As jarring as the army’s predictions are in their opposition to Netanyahu’s claims, they should neither surprise nor embarrass anyone. Of course, Hamas will survive the war. The only question is: in what form?
If we’re talking about an organization with nearly 30,000 members in its armed Al Qassam Brigade — active terrorists arrayed into an estimated 24 battalions, massively armed and positioned in as many as 450 miles of tunnels — all under the command of Yahya Sinwar and other military leaders, the answer is no, Hamas will not survive the war.
Israel has already killed 10,000 terrorists and wounded or arrested several thousand more. This means that up to 60% of Hamas’s forces have been neutralized.
Hamas the military force will never be the same after this Israeli campaign. But Hamas the movement, Hamas the idea, will surely survive.
While armed forces can destroy a terrorist army and its bases, no amount of firepower can annihilate a concept. The United States spent trillions in the fight against ISIS and Al-Qaeda, yet both organizations still exist and occasionally mount attacks. In its theology, Hamas is identical to other Islamist groups that seek to recreate the medieval Islamic caliphate in the Middle East and then expand it globally. It differs only in seeking Israel’s destruction as the first stage in that quest.
That threat can only be eliminated by longterm efforts to combat radicalization, especially among children. Such campaigns have been initiated in Saudi Arabia, the UAE, and Bahrain, and are already registering success.
Absent a similar effort among Palestinian youth, Hamas the idea will continue to inspire numbers of them to launch terrorist attacks against Israelis. Hamas cells will form in the West Bank and elsewhere and strive to act, sometimes with agonizing effect. But deprived of the backing of an independent state, the ability of these groups to cause major damage will be greatly diminished.
But even the most ambitious reeducation program will prove insufficient without providing Palestinians with a diplomatic horizon, as well as a detailed “day after” scenario for Gaza.
Neither, unfortunately, has been provided by the Israeli government, beholden to its most radical factions. The result has been a vacuum in which the United States, together with Arab and Palestinian leaders, are drawing up plans for a future Palestinian state which most Israelis will likely reject. More acceptable would be federated and expanded autonomy plans that would pose far less of a threat to Israelis.
Hamas, by contrast, may welcome the creation of a state where it enjoys overwhelming popular support. That backing, Hamas might conclude, will enable it to rise, once again, from Gaza’s rubble, and reemerge as more than a mere idea.

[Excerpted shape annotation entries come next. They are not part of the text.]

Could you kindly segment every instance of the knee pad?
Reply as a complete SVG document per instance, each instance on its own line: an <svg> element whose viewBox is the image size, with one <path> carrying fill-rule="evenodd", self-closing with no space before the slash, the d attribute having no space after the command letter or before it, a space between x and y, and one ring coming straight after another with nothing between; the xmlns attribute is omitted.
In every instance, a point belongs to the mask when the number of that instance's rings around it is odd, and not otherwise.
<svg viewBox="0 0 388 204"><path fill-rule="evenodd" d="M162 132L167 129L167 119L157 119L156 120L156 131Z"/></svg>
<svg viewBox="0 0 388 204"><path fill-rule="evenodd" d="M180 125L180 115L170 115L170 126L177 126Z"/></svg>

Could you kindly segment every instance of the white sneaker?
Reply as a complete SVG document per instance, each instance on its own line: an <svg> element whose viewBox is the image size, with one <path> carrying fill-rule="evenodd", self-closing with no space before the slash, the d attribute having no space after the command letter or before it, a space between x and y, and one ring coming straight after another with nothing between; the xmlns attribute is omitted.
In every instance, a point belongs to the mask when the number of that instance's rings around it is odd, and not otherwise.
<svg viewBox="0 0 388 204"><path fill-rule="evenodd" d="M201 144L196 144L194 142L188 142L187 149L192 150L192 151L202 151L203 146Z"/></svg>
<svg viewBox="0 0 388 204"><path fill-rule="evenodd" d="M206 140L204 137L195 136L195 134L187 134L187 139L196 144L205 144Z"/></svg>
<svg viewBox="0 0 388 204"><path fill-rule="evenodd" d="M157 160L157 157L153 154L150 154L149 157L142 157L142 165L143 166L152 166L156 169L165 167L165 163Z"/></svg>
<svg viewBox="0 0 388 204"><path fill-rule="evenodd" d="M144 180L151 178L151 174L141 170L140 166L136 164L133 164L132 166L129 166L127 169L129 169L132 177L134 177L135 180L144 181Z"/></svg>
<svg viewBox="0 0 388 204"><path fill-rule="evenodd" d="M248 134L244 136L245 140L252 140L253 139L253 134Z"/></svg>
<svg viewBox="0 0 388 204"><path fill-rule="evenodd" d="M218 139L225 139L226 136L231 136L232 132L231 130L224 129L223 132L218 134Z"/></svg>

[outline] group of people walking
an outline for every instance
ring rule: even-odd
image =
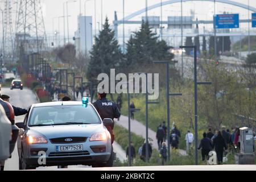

In light of its egregious failures on Oct. 7, Israelis have little reason to trust in the IDF’s intelligence estimates. This one must nevertheless be taken seriously. The government can reduce the threat of a resurgent Hamas, but only by taking bold diplomatic decisions that include the demilitarization of the Gaza strip and efforts to deradicalize its population.
Michael Oren, formerly Israel’s ambassador to the United States, Knesset Member, and Deputy Minister in the Prime Minister’s Office, is the author of the Substack, Clarity, and the founder of the Israel Advocacy Group.